Kecerdasan interpersonal berkaitan erat dengan orang. Secara langsung atau tidak, para guru yang mengelompokkan siswa-siswanya dalam kegiatan belajar mengajar telah mendorong untuk memunculkan kecerdasan interpersonal para siswa mereka. Akhirnya, banyak guru yang merasa tidak maksimal dalam mengajar, jika tidak mengelompokkan siswa-siswanya, baik berpasangan atau lebih dari dua orang per kelompok.[35]
7.      Kecerdasan Paham Diri (Intrapersonal Intelligence)
Kemampuan untuk menganalisis atau memahami diri sendiri dan bertindak berdasarkan pemahaman tersebut. Termasuk di dalamnya mengetahui kekuatan dan kelemahan diri, suasana hati, dan keinginan diri.[36] Linda Campbell menyebutkan bahwa kecerdasan intrapersonal merupakan hakikat untuk memahami diri kita sendiri yang kemudian berdampak pada pemahaman pada orang lain, yang di antaranya mencakup:
a.       kelebihan dan kekurangan diri kita.
b.      Needs for achievement (kebutuhan untuk berprestasi) yang timbul dari refleksi diri, motivasi, etika/moral kepribadian, empati, dan altruism.
c.       Sifat mementingkan orang lain yang ditimbulkan oleh kesadaran diri.
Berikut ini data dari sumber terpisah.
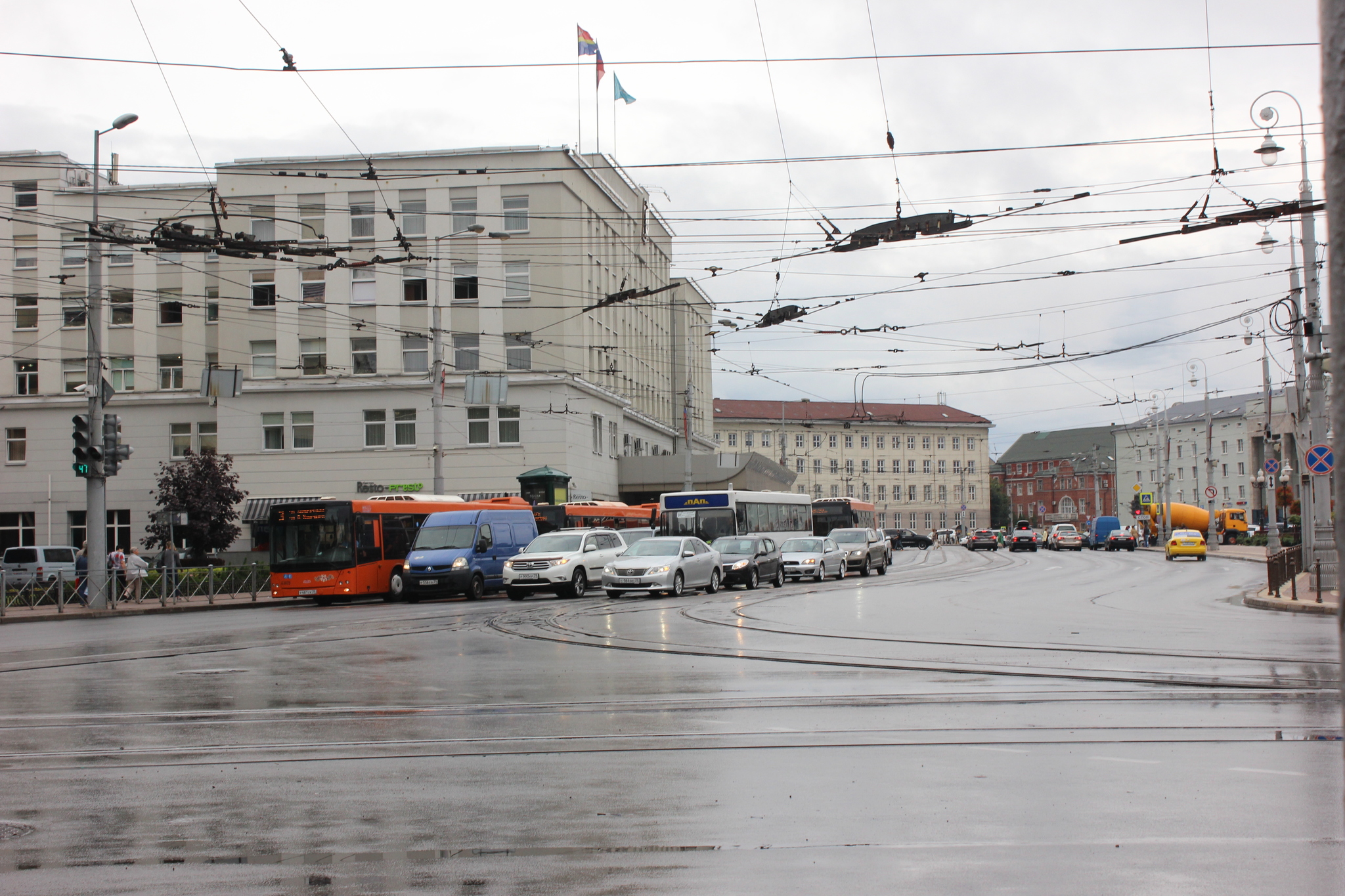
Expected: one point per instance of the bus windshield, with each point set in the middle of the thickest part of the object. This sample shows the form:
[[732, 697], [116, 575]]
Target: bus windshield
[[318, 539], [708, 524], [435, 538]]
Tanpa sumber-sumber batin, sulit untuk membangkitkan kehidupan yang produktif dan membahagiakan. Pada intinya, kecerdasan intrapersonal memberikan wawasan agar kita menjadi diri sendiri, bukan membuat kamuflase diri sendiri untuk menjadi orang lain. Di antara banyak kasus, banyak orang merekayasa penampilan luar mereka untuk menjadi bukan dirinya sendiri. Pada dasarnya, kecerdasan intrapersonal mengajak kita untuk merenungkan tujuan hidup sendiri dan percaya kepada diri sendiri. Para peneliti bidang genetika sangat yakin bahwa ketika dilahirkan ke dunia, kecerdasan intrapersonal seseorang telah berkembang dari sebuah kombinasi genetis. Namun, pengalaman dan lingkunganlah yang akhirnya menentukan kualitas kecerdasan intra personal. Kecerdasan intrapersonal bisa dibangun oleh interaksi hubungan social dan lingkungannya sehingga memperkaya pengalaman pribadi seseorang. Dengan demikian, kecerdasan intrapersonal dan interpersonal saling bergantung.[37]
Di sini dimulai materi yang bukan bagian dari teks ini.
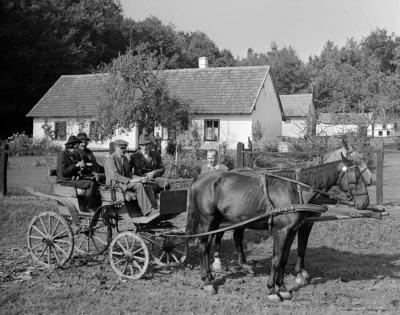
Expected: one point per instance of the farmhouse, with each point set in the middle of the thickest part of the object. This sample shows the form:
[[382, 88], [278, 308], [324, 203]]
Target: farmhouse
[[226, 103], [300, 115]]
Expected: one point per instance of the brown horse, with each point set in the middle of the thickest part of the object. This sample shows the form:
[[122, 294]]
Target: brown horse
[[304, 231], [235, 197]]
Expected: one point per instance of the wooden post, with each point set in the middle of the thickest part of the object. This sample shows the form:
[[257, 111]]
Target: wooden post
[[379, 174], [240, 154], [3, 167]]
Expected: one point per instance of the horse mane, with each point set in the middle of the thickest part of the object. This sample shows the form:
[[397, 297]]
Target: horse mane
[[321, 175]]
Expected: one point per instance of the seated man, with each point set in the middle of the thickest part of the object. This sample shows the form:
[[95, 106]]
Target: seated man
[[147, 163], [87, 155], [119, 173], [70, 172], [212, 163]]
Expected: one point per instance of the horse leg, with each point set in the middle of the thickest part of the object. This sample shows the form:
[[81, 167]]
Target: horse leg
[[216, 265], [280, 236], [283, 291], [303, 235]]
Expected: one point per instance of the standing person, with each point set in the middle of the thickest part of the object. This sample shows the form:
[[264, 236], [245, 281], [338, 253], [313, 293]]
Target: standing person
[[212, 163], [147, 163], [87, 154], [118, 172], [70, 172]]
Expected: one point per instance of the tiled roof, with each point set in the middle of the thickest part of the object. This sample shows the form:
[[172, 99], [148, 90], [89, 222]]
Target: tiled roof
[[296, 105], [344, 118], [230, 90]]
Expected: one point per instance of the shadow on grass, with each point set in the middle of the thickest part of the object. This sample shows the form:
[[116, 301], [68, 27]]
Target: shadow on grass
[[323, 263]]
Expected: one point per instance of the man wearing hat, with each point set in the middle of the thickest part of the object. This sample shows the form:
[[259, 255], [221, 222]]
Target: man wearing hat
[[70, 172], [146, 163], [87, 155], [118, 172]]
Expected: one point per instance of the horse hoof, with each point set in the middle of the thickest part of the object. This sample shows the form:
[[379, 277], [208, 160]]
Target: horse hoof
[[286, 295], [210, 289], [301, 280], [274, 297], [216, 265]]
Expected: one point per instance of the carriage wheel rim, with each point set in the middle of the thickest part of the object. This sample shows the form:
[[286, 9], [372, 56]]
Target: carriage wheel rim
[[50, 240], [129, 256]]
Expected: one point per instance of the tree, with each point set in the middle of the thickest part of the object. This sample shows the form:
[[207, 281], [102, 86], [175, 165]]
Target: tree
[[135, 93]]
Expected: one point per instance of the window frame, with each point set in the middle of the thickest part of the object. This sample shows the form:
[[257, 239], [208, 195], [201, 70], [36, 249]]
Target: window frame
[[57, 135], [218, 129]]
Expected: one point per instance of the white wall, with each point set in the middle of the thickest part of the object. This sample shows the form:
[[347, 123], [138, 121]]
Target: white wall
[[294, 127], [267, 111], [73, 129], [233, 129]]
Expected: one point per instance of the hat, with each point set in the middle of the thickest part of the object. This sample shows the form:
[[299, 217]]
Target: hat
[[83, 136], [120, 143], [73, 139], [144, 139]]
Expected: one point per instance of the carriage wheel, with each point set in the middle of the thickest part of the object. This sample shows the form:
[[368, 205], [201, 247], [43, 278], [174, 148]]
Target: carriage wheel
[[50, 239], [129, 256], [92, 241], [168, 251]]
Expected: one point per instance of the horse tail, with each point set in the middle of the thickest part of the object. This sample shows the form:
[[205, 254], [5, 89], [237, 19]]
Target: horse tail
[[192, 221]]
Contoh kecerdasan ini: kepercayaan diri. Contoh profesi yang tepat: psikolog, trainer, dan filsuf.[38]
a.       Tokoh
Mario Teguh, Ari Ginanjar Agustian (motivator), K.H. Abdullah Gymnastiar, Ust. Muhammad Arifin Ilham, Franz Magnis Suseno, J.B. Mangunwidjaya (pemimpin agama), Prof. Dr. H. Dadang Hawari (psikiater), SarlitoWirawan (psikolog).[39]
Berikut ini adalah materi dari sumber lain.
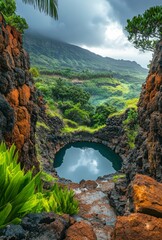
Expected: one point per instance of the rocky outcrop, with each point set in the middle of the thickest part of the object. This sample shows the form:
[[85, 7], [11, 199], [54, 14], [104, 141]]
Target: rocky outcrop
[[17, 96], [145, 200], [146, 195], [147, 156], [80, 231], [50, 138]]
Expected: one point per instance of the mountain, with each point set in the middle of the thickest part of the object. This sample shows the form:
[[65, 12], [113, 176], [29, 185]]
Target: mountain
[[53, 54]]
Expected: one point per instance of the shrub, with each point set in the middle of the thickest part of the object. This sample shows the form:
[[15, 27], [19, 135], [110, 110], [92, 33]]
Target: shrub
[[22, 193], [131, 126]]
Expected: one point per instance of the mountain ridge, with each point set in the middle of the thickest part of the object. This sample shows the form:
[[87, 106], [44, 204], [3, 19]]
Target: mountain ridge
[[51, 54]]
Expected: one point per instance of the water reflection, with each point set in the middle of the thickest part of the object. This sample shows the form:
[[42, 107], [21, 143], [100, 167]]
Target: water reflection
[[86, 160]]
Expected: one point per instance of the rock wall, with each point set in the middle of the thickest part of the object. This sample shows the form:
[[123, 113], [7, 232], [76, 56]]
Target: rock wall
[[17, 96], [50, 139], [147, 156]]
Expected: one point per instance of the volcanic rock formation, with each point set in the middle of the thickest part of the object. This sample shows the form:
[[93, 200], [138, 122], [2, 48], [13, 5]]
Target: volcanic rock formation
[[17, 96]]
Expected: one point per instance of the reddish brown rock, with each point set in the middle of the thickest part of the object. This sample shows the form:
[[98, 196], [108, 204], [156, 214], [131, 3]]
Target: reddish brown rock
[[24, 92], [18, 109], [80, 231], [138, 226], [13, 97], [147, 195], [146, 158]]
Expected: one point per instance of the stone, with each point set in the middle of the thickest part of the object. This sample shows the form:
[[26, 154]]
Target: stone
[[138, 226], [147, 195], [150, 122], [18, 113], [80, 231], [13, 97]]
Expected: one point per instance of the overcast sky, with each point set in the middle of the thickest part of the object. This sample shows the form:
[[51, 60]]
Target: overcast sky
[[97, 25]]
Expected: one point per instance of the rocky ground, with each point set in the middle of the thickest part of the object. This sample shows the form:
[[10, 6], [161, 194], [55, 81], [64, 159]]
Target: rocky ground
[[95, 220]]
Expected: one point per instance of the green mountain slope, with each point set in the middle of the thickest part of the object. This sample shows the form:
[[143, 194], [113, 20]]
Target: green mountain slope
[[52, 54]]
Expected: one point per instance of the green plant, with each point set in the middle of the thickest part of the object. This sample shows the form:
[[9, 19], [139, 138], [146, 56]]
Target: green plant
[[130, 125], [22, 193], [8, 9], [60, 200], [117, 177], [34, 71], [145, 30], [17, 195]]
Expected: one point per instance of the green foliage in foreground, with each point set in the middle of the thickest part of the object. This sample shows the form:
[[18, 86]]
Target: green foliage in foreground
[[145, 30], [8, 9], [118, 177], [131, 126], [22, 193]]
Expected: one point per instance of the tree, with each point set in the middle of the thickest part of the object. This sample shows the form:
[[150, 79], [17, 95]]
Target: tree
[[8, 9], [146, 30], [47, 6]]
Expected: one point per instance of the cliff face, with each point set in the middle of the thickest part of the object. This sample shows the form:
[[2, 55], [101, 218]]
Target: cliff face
[[147, 156], [17, 96]]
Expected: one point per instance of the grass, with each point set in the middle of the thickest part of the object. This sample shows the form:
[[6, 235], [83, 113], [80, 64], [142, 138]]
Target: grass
[[42, 124], [118, 177]]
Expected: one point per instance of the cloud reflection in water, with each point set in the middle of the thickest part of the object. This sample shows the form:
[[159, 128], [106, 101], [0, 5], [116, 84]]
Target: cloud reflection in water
[[87, 158]]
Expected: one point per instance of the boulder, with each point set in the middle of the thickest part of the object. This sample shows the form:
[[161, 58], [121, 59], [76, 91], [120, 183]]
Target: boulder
[[138, 226], [80, 231], [147, 195]]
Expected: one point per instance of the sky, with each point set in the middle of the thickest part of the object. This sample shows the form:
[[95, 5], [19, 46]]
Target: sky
[[96, 25]]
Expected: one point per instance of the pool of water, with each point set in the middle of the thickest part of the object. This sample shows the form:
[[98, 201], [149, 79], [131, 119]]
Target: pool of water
[[85, 160]]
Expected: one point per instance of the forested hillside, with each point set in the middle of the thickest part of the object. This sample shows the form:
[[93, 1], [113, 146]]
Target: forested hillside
[[51, 54]]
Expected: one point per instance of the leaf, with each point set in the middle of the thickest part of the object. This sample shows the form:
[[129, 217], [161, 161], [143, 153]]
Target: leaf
[[4, 213]]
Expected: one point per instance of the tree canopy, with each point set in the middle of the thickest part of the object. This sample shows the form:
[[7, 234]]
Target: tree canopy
[[146, 29], [8, 9], [47, 6]]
b.      Ciri yang menonjol
Sadar diri, sensitif terhadap nilai diri, tujuan hidup, perasaan diri, memiliki kemampuan pengendalian diri yang baik, motivasi diri yang baik, suka menyendiri, ingin tampil beda dari kebanyakan orang, suka keheningan, sadar akan kekuatan dan kelemahan diri.
c.       Cara mudah dalam belajar
Lakukan pembicaraan dari hati ke hati, lakukan pengembangan diri untuk mendobrak rintangan belajar, belajar di tempat kesunyian dan keheningan, beri waktu untuk refleksi diri, meditasi atau yoga, lakukan studi mandiri, buat catatan harian, ajarkan bertanya, ajarkan penguatan diri, diskusikan dan refleksikan apa yang Anda alami dan rasakan, beri kebebasan berbeda dikelompoknya, lakukan aktivitas tanya jawab.[40]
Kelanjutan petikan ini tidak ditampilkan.